“My purpose is entirely aesthetic, and relationships and unity are the thing I'm really after.”
Roy Lichtenstein
(b. New York, NY, 1923)
Roy Lichtenstein was one of the most influential and innovative artists of the second half of the twentieth century. He is preeminently identified with Pop Art, a movement he helped originate. His early work was highly interested in American mythologies and frequently referred to images of early American history taken from genre painting, but his practice changed radically in the early 1960s. It was then that he began to use imagery found in advertising and comic books: sources that would have been considered too crude for art’s formal concerns. Over the course of decades, Lichtenstein devoted his practice to exploring art’s collision with popular culture, rendered in a style that mimicked that of the benday print processes used in newspaper reproduction. These strategies of mechanized visual shorthand were employed to reexamine art history through the lens of contemporary life.
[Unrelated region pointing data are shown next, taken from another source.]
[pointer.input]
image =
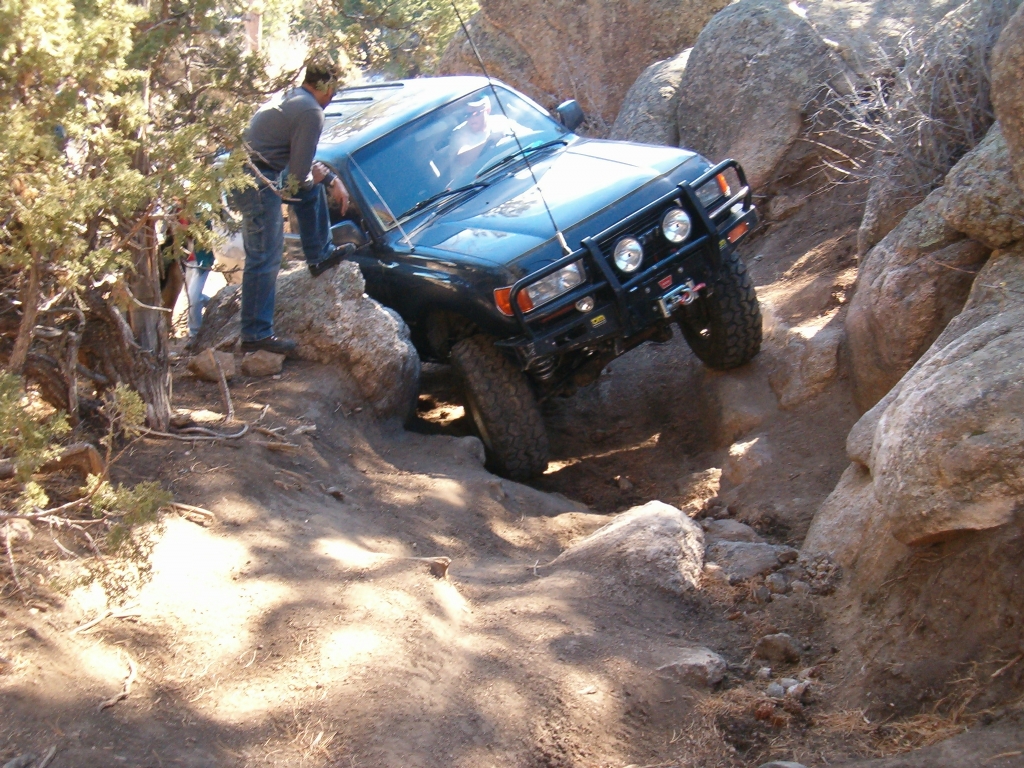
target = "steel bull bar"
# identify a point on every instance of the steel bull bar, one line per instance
(718, 223)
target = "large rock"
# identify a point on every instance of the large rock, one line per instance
(948, 453)
(751, 74)
(908, 288)
(334, 323)
(650, 546)
(591, 50)
(1008, 98)
(939, 108)
(982, 199)
(648, 114)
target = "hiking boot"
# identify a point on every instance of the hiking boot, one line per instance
(270, 344)
(339, 254)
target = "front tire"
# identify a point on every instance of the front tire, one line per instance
(501, 402)
(724, 329)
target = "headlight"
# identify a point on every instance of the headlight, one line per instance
(543, 291)
(713, 190)
(628, 255)
(676, 225)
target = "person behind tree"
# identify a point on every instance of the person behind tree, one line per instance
(283, 135)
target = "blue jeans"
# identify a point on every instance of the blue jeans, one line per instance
(263, 238)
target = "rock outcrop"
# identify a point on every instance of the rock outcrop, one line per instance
(908, 288)
(334, 324)
(592, 51)
(939, 107)
(648, 114)
(1008, 74)
(652, 546)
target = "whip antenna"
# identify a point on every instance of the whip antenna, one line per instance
(537, 184)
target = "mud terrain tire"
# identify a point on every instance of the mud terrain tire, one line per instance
(502, 404)
(724, 329)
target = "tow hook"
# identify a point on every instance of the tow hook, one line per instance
(681, 296)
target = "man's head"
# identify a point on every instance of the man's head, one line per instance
(322, 79)
(476, 118)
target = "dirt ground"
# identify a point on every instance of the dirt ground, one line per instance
(309, 625)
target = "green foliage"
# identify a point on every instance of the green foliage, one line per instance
(26, 437)
(398, 38)
(113, 112)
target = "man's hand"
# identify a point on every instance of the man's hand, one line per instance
(340, 195)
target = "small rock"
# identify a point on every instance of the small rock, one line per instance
(204, 365)
(778, 647)
(777, 584)
(715, 573)
(731, 530)
(262, 363)
(799, 692)
(787, 555)
(800, 588)
(744, 460)
(473, 446)
(695, 666)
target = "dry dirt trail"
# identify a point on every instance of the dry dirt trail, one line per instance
(304, 627)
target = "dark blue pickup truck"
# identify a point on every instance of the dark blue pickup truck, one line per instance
(529, 257)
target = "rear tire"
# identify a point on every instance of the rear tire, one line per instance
(501, 402)
(724, 329)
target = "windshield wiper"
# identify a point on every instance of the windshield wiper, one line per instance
(440, 196)
(529, 150)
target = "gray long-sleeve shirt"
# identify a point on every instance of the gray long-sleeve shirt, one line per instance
(285, 132)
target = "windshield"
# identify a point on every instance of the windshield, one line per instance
(446, 148)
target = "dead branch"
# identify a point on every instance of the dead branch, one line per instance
(278, 446)
(132, 670)
(30, 300)
(224, 391)
(10, 559)
(192, 438)
(187, 509)
(105, 614)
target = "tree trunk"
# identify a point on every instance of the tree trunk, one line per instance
(30, 308)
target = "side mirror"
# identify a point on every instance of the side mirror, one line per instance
(348, 231)
(569, 114)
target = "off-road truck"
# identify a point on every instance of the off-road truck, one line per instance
(529, 257)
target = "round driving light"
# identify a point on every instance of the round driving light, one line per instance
(628, 254)
(676, 225)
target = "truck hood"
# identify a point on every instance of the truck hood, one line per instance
(509, 218)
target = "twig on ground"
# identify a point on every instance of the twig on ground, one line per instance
(125, 690)
(998, 672)
(10, 559)
(105, 614)
(283, 445)
(195, 438)
(224, 391)
(187, 509)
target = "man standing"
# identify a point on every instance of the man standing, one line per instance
(285, 133)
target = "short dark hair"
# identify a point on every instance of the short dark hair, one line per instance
(322, 73)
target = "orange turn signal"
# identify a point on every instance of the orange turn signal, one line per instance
(504, 302)
(723, 184)
(737, 231)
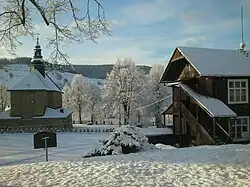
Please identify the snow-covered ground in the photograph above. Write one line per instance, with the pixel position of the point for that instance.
(18, 148)
(227, 165)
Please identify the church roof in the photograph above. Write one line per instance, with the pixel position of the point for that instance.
(35, 81)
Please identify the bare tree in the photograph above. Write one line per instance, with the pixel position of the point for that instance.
(17, 19)
(123, 88)
(78, 94)
(93, 94)
(4, 97)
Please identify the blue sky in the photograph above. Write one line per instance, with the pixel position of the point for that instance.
(148, 30)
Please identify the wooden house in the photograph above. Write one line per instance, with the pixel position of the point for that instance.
(211, 93)
(36, 101)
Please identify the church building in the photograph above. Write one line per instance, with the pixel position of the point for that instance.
(36, 101)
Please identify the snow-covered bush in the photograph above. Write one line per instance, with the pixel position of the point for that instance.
(123, 140)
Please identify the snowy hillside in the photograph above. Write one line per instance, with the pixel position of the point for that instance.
(13, 73)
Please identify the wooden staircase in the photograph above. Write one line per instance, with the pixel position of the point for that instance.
(202, 136)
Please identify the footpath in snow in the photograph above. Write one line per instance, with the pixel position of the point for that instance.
(227, 165)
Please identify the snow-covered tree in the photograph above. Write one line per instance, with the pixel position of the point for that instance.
(157, 92)
(123, 87)
(93, 94)
(78, 94)
(18, 18)
(66, 97)
(4, 97)
(125, 139)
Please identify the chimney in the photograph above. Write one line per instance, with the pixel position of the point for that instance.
(37, 60)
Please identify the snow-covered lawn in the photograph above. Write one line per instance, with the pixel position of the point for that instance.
(18, 148)
(227, 165)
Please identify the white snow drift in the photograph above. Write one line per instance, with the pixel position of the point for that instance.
(227, 165)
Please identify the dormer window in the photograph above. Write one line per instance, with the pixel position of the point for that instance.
(237, 91)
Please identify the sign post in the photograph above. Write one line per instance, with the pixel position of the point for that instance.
(45, 140)
(46, 148)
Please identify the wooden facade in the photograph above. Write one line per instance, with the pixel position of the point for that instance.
(191, 122)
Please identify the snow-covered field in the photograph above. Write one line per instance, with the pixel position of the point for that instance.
(19, 148)
(227, 165)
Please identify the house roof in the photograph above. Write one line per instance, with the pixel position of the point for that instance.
(49, 113)
(214, 107)
(55, 113)
(35, 81)
(217, 62)
(168, 110)
(6, 115)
In 1964, Lichtenstein became the first American to exhibit at the Tate Gallery, London, on the occasion of the show "'54–'64: Painting and Sculpture of a Decade." Lichtenstein later participated in documentas IV (1968) and VI in (1977). Lichtenstein had his first retrospective at the Guggenheim Museum in 1969. The Guggenheim presented a second Lichtenstein retrospective in 1994. Lichtenstein became the first living artist to have a solo drawing exhibitions at the Museum of Modern Art in 1987. Recent retrospective surveys include the 2003 "All About Art," Louisiana Museum of Modern Art, in Denmark which traveled on to the Hayward Gallery, London, Museo Reina Sofia, Madrid, and the San Francisco Museum of Modern Art, until 2005; and "Classic of the New", Kunsthaus Bregenz (2005), "Roy Lichtenstein: Meditations on Art" Museo Triennale, Milan 2010, traveled to the Museum Ludwig, Cologne. In late 2010 The Morgan Library & Museum showed Roy Lichtenstein: The Black-and-White Drawings, 1961–1968. Another major retrospective opened at the Art Institute of Chicago in May 2012 before going to the National Gallery of Art in Washington, Tate Modern in London, and the Centre Pompidou in Paris in 2013. In 1996 the National Gallery of Art in Washington, D.C. became the largest single repository of the artist's work when Lichtenstein donated 154 prints and 2 books. The Art Institute of Chicago has several important works by Lichtenstein in its permanent collection, including Brushstroke with Spatter (1966) and Mirror No. 3 (Six Panels) (1971). The personal holdings of Lichtenstein's widow, Dorothy Lichtenstein, and of the Roy Lichtenstein Foundation number in the hundreds.[88] In Europe, the Museum Ludwig in Cologne has one of the most comprehensive Lichtenstein holdings with Takka Takka (1962), Nurse (1964), Compositions I (1964), besides the Frankfurt Museum für Moderne Kunst with We rose up slowly (1964) and Yellow and Green Brushstrokes (1966).
Lichtenstein lived and worked in New York, NY until his death in 1997.